Lawsuit alleges Disney misled employees into relocating before canceling Florida project

Two employees sold their LA homes to join the Florida project, before it was abruptly canceled amid DeSantis feud

Published June 20, 2024 7:22PM (EDT)

Ron DeSantis | Main Street USA at the Magic Kingdom Park at Walt Disney World in Orange County, Florida (Photo illustration by Salon/Getty Images)
Ron DeSantis | Main Street USA at the Magic Kingdom Park at Walt Disney World in Orange County, Florida (Photo illustration by Salon/Getty Images)

Disney promised 2,000 of its California employees new jobs in Florida, and asked that they move, before abruptly canceling those plans and leaving the employees jobless, a lawsuit alleges.

Two employees in the complaint, which has yet to be filed in L.A., say they sold their L.A.-area homes and purchased property in Florida after the company directed them to relocate to support the construction and staffing of a planned $1 billion campus.

But the positions they moved to take were canceled, along with all 2,000 others associated with the “Lake Nona” project after a feud between the company and Florida Gov. Ron DeSantis endangered its tax breaks.

Per the suit, Disney employees Maria De La Cruz and George Fong had to move back to California in order to keep their employment, with De La Cruz claiming that an inquiry on her job status in Florida was ignored.

“After all of this, will there be any security in our positions? My fear would be that we decide to stay in Florida, only to be laid off in the next year or so.
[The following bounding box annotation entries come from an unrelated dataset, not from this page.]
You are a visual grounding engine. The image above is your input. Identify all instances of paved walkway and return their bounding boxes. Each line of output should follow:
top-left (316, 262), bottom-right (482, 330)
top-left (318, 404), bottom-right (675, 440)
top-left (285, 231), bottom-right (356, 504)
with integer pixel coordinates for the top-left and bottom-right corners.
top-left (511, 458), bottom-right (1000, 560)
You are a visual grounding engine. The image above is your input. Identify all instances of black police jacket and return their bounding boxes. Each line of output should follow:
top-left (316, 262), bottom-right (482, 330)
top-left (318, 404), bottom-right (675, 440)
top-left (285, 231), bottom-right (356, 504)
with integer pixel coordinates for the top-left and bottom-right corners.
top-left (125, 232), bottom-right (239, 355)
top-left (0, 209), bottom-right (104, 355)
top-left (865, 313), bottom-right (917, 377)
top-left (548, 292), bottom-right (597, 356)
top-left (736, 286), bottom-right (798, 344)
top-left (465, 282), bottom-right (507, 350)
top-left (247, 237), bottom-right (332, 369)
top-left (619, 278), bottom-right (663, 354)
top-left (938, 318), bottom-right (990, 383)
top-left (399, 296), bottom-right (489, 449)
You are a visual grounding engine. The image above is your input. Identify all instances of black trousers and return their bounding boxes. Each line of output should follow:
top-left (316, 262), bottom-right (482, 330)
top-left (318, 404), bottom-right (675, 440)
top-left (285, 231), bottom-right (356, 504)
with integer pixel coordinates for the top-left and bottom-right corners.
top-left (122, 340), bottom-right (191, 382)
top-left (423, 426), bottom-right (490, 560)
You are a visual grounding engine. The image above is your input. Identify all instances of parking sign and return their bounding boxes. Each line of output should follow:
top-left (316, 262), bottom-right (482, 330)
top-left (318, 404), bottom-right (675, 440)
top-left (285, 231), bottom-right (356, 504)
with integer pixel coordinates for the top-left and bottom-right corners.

I don’t want to be punished for being put into a situation my company put me in,” De La Cruz wrote to Disney Human Resources, per the complaint.

The two named parties seek to enter a class-action lawsuit with others who moved for the project, arguing that Disney misled the employees of the project’s future and “made it clear that employees who declined relocation would lose their jobs.”

The company previously drew criticism in 2017 for employee wages so low that many Anaheim park employees were left homeless, in a year when theme park revenue climbed 8%. California park workers made headlines earlier this year when they announced their intent to form a union, and garnered thousands of signatures to do so.